2024年1月に、ゼニスのCEOに就任したブノワ・ド・クレーク。パネライでCOOを務め、IWCの北米CEOだった彼は、いわば縁の下の力持ちだった。いきなり表舞台に立った彼は、ゼニスをどう舵取りしようとしているのか? しかも、歴代ゼニスのCEOには、きら星のごとき人材が連なっていた。
広田雅将(本誌):取材・文 Text by Masayuki Hirota (Chronos-Japan)
Edited by Yukiya Suzuki (Chronos-Japan)
[クロノス日本版 2024年9月号掲載記事]
ゼニスの本質とは歴史とクラフツマンシップそして正統さにある
ゼニスCEO。スイス生まれ。大学を卒業後、タグ・ホイヤーの中東やリシュモン グループ本社での勤務を経て、2004年にIWC の北米部門のCEOに就任。後に東北アジアの責任者となる。11年にパネライのインターナショナルセールスディレクターとなり、21年からは同社のCOOに就任した。24年1月から現職。今後の方針として、生産量は増やさないことを明言した。
「ゼニスのことはすでに知っていると思っていました。しかし、CEOとして就任したとき、知らなかったゼニスを発見したのです。それは歴史とクラフツマンシップですね。そして、ゼニスの本質である正統さです」。しかし、ゼニスの正統性とは、大きくエル・プリメロに拠っている。今後はどうするのだろうか?

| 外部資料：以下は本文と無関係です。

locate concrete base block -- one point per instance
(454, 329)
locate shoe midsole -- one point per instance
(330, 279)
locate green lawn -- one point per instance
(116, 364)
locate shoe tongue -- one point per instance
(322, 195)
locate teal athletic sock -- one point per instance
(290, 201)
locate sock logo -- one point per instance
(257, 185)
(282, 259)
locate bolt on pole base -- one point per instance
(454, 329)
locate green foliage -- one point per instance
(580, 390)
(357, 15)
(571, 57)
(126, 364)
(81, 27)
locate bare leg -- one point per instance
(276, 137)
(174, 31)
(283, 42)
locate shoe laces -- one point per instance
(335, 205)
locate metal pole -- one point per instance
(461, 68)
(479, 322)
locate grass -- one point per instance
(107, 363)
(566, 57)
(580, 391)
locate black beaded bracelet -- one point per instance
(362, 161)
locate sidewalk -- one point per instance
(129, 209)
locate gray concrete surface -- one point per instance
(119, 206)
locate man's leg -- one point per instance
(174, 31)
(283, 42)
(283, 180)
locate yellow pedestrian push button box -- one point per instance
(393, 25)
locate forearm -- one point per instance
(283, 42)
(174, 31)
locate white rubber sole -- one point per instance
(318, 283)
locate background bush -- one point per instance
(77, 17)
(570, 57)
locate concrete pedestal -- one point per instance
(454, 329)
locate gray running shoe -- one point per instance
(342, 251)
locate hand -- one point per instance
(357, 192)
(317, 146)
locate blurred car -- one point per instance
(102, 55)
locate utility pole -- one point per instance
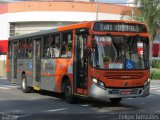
(97, 9)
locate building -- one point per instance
(29, 16)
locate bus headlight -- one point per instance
(95, 81)
(98, 83)
(146, 83)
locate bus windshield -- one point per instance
(120, 52)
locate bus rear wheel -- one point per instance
(25, 88)
(115, 100)
(68, 92)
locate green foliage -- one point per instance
(149, 14)
(155, 74)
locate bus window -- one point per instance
(9, 50)
(55, 45)
(46, 50)
(66, 44)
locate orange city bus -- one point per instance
(103, 60)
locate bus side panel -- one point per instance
(48, 71)
(26, 66)
(9, 71)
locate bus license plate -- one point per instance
(126, 92)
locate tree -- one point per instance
(148, 11)
(149, 14)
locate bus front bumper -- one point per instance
(99, 93)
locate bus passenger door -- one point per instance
(37, 63)
(81, 62)
(14, 62)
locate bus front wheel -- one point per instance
(115, 100)
(24, 86)
(68, 92)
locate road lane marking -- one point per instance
(158, 90)
(4, 88)
(155, 88)
(85, 105)
(8, 86)
(55, 110)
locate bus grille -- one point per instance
(124, 75)
(131, 91)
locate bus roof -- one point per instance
(69, 27)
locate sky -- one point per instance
(122, 2)
(114, 1)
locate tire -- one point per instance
(25, 88)
(68, 92)
(115, 100)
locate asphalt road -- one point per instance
(39, 105)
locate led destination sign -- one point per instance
(119, 27)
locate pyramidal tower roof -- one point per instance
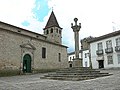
(52, 21)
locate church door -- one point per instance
(27, 63)
(101, 64)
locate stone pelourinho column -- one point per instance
(77, 62)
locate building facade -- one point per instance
(27, 51)
(83, 53)
(105, 51)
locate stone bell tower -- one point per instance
(52, 30)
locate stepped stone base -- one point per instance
(77, 62)
(75, 74)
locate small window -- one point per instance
(118, 41)
(43, 52)
(56, 30)
(100, 47)
(109, 44)
(59, 31)
(118, 56)
(47, 32)
(73, 57)
(59, 57)
(110, 59)
(51, 30)
(85, 55)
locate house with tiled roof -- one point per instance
(25, 51)
(105, 51)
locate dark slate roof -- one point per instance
(52, 21)
(105, 36)
(71, 53)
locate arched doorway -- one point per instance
(27, 63)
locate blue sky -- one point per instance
(97, 17)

「エル・プリメロはゼニスの背骨です。これはブランドの正統性の証しですね。そしてゼニスは来年、160周年を迎えます。多くのブランドが160年を祝うことができるわけではありませんが、私たちは同じ場所で160年を祝えるのです。その間に、戦争や災害があったにもかかわらず、ですね。これもブランドの正統性を特別なものにしているのです」
彼が強調するのは、その歴史の豊かさだ。
「私たちのマニュファクチュールには、情報やブランドの記録がたくさんあります。社内に保管されたアーカイブの長さは1マイルもあるのですよ。それらを使い、改善し、ゼニスを発展させていきます」
2024年の新作。既存のクロノマスターより高価だが「競合ブランドより少なくとも50%はリーズナブル」(クレーク)なコンプリケーションだ。商品構成をピラミッド状に変えていくための試みか。10秒で1回転する通称「エル・プリメロ2」を搭載する。自動巻き(Cal.エル・プリメロ3610)。35石。3万6000振動/時。パワーリザーブ約60時間。SSケース(直径38mm、厚さ14mm)。5気圧防水。176万円(税込み)。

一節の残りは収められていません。